当前位置：网站首页>1 sparksql overview

1 sparksql overview

2022-07-19 05:33:00 【Mmj666】

1 SparkSQL summary

1.1 SparkSQL What is it?

Spark SQL yes Spark For structured data (structured data) To deal with the Spark modular .

1.2 Hive and SparkSQL

Shark There are two branches ：SparkSQL and Hive on Spark

SparkSQL As Spark A member of the ecology continues to develop , And no longer limited by Hive, Just compatible Hive;
Hive on Spark It's a Hive Development plan of , The plan will Spark As Hive One of the underlying engines , That is to say say ,Hive Will no longer be limited to one engine , May adopt Map-Reduce、Tez、Spark Equal engine .

For developers ,SparkSQL Sure simplify RDD Development of , Improve development efficiency , And the execution efficiency is very fast , So in practice , Basically SparkSQL.Spark SQL In order to simplify the RDD Development of , Improve development efficiency , Provides 2 Programming abstractions , similar Spark Core Medium RDD

DataFrame
DataSet

1.3 SparkSQL characteristic

1.3.1 Easy integration

Seamless integration SQL Query and Spark Programming

1.3.2 Unified data access

Connect different data sources in the same way

1.3.3 compatible Hive

Run directly on the existing warehouse SQL perhaps HiveQL

1.3.4 Standard data connection

adopt JDBC perhaps ODBC To connect

1.4 DataFrame

stay Spark in ,DataFrame Is a kind of RDD Based on distributed data sets , Similar to two-dimensional tables in traditional databases .

DataFrame And RDD The main difference ：

The former has a schema Meta information , namely DataFrame Each column of the represented two-dimensional table dataset has a name and type . This makes Spark SQL To gain insight into more structures Information , So as to hide in DataFrame The data source behind it and its effect on DataFrame The above transformation has been optimized , Finally, it achieves the goal of greatly improving the efficiency of runtime .
RDD, Because there is no way to know the specific internal structure of the data elements stored ,Spark Core Only in stage The level is simple 、 General pipeline optimization .

And Hive similar ,DataFrame Nested data types are also supported （struct、array and map）. from API In terms of ease of use ,DataFrame API It provides a set of high-level relationship operations , Than functional RDD API want More friendly , Lower threshold .
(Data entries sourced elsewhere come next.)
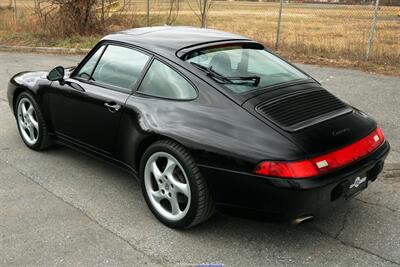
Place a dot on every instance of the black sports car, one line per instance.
(205, 119)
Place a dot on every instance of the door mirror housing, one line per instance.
(56, 74)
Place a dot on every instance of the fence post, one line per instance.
(15, 12)
(148, 14)
(372, 30)
(278, 26)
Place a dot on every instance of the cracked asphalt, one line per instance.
(60, 207)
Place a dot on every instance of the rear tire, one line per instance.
(173, 186)
(30, 121)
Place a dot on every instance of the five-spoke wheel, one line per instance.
(27, 121)
(31, 124)
(167, 186)
(173, 186)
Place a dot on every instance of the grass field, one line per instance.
(332, 32)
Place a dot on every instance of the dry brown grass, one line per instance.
(336, 33)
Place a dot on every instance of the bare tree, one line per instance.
(173, 11)
(201, 10)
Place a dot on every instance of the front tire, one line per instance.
(173, 186)
(31, 124)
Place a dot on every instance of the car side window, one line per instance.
(87, 69)
(163, 81)
(119, 66)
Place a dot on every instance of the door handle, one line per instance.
(112, 106)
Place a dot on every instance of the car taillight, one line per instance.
(324, 163)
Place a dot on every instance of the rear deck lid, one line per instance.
(310, 116)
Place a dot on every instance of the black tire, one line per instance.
(43, 141)
(201, 206)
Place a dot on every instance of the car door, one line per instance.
(86, 108)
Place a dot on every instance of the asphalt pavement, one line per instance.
(60, 207)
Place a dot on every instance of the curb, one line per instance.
(48, 50)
Please add a picture description

Left side RDD[Person] Although with Person Is a type parameter , but Spark The framework itself does not understand Person Inner of class Department structure .

On the right side of the DataFrame But it provides detailed structural information , bring Spark SQL It is clear that Which columns are included in this dataset , What are the names and types of each column .

DataFrame It's for data Schema The view of . It can be treated as a table in the database .

DataFrame It's also lazy to execute , But the performance is better than RDD higher , Main cause ： Optimized execution plan , That is, query calculation Row through Spark catalyst optimiser To optimize .

1.5 DataSet What is it?

DataSet yes Distributed data sets .DataSet yes Spark 1.6 A new abstraction added to the , yes DataFrame An extension of . It provides RDD The advantages of （ Strong type , Use powerful lambda Capability of a function ） as well as Spark SQL Optimize the execution engine The advantages of .DataSet You can also use Functional transformation （ operation map,flatMap,filter wait ）.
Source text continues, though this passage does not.